Сам он, Григорий, в отпуск приезжал дважды – и по месяцу.
В первый раз – почти наголо стриженый!.. и ещё худее… и теперь со строгостью какой-то особенной.
Второй раз приезжал – уже пополневший и задумчивый…
Оба раза как-то и где-то встречался со своей Зоей. – Хотя та училась в областном городе, в пединституте.
По приезде и по уезде – выпивал. Взрослый! Красного вина.
В конце службы, к весне, было от него матери письмо: мол, командование предлагает ему остаться служить на сверхсрочной…
Тем более… тем более – у него там, в том военном городке,,. есть подруга…
Как всегда горда была Елизавета Михайловна своим сыном, но тут вдруг – испугалась безотчётно, необъяснимо…
Ответила ему в письме – так что эти слова её старуха-мать запомнила: «Дорогое дитятко, возвращайся!»
…Возвратился – и за радостном застольем вдруг попросил вполголоса у матери: нет ли у неё… «медицинского», ну, в смысле – спирта.
Как не быть, налила стопку.
Поинтересовалась тут «кое о чём» с непривычным волнением…
Сын ответил неохотно, мол, «там» был тоже спирт, правда, «другой»…

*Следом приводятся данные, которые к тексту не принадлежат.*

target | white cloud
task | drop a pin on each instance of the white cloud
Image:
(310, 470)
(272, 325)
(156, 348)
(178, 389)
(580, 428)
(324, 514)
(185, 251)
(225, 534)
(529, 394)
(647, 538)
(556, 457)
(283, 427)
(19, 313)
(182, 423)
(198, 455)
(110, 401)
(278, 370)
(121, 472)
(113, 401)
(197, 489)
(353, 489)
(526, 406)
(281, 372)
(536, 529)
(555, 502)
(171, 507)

И с первого же дня – только от него и речей: жениться! жениться!
Как бы полагалось вернувшимся из армии – первое дело: устроиться на работу…
Но у Григория была другая ситуация: Зоя его, Зоя Смирнова, в это лето как раз оканчивала свой институт, и её должны были «распределить» куда-то, может быть, далеко – отрабатывать три года…
Что же, к концу лета у Григория подросли его кудри. – Но уж не такие как бывало.
Ну и – свадьба.
На свадьбе – широкой, деревенской – была даже дальняя родственница из Москвы: вся из себя городская – необыкновенная: и платье, и губы, и причёска… и самая красивая за всем столом…
Она Григорию была ровесница… Григорий поглядывал на неё грустно морщась…
…Молодые уехали на Урал.
Через три года вернулись. Уже с ребёнком.
Григорий там, в школе же, работал – поскольку он без всякого образования – физруком.
Остались бы в тех краях и навсегда – но… но Григорий стал запираться в спортзале с незамужней учительницей…
Мир, в котором мёртвые в ожидании мечтаний
…Суходольскому не дойти даже, что посреди деревни, до магазина.
Ноги болят.
А как бегал годами к его открытию – помогать продавщице-подружке ящики таскать!
Семенит – откидывает по-женски руку в сторону и вперёд ладонью: ну как, бывало, и его шустрая мать…
Лежит. На диване в зале. С какой-нибудь книжкой или просто с телевизором. Тут и спит.
Зоя Викторовна уже завуч в местной, куда деваться, в родной, школе.
Сам Григорий тоже порабатывал до недавнего времени там: учителем трудового обучения.
Теперь выходит, что называется, на улицу – только до верхней ступеньки на крыльце.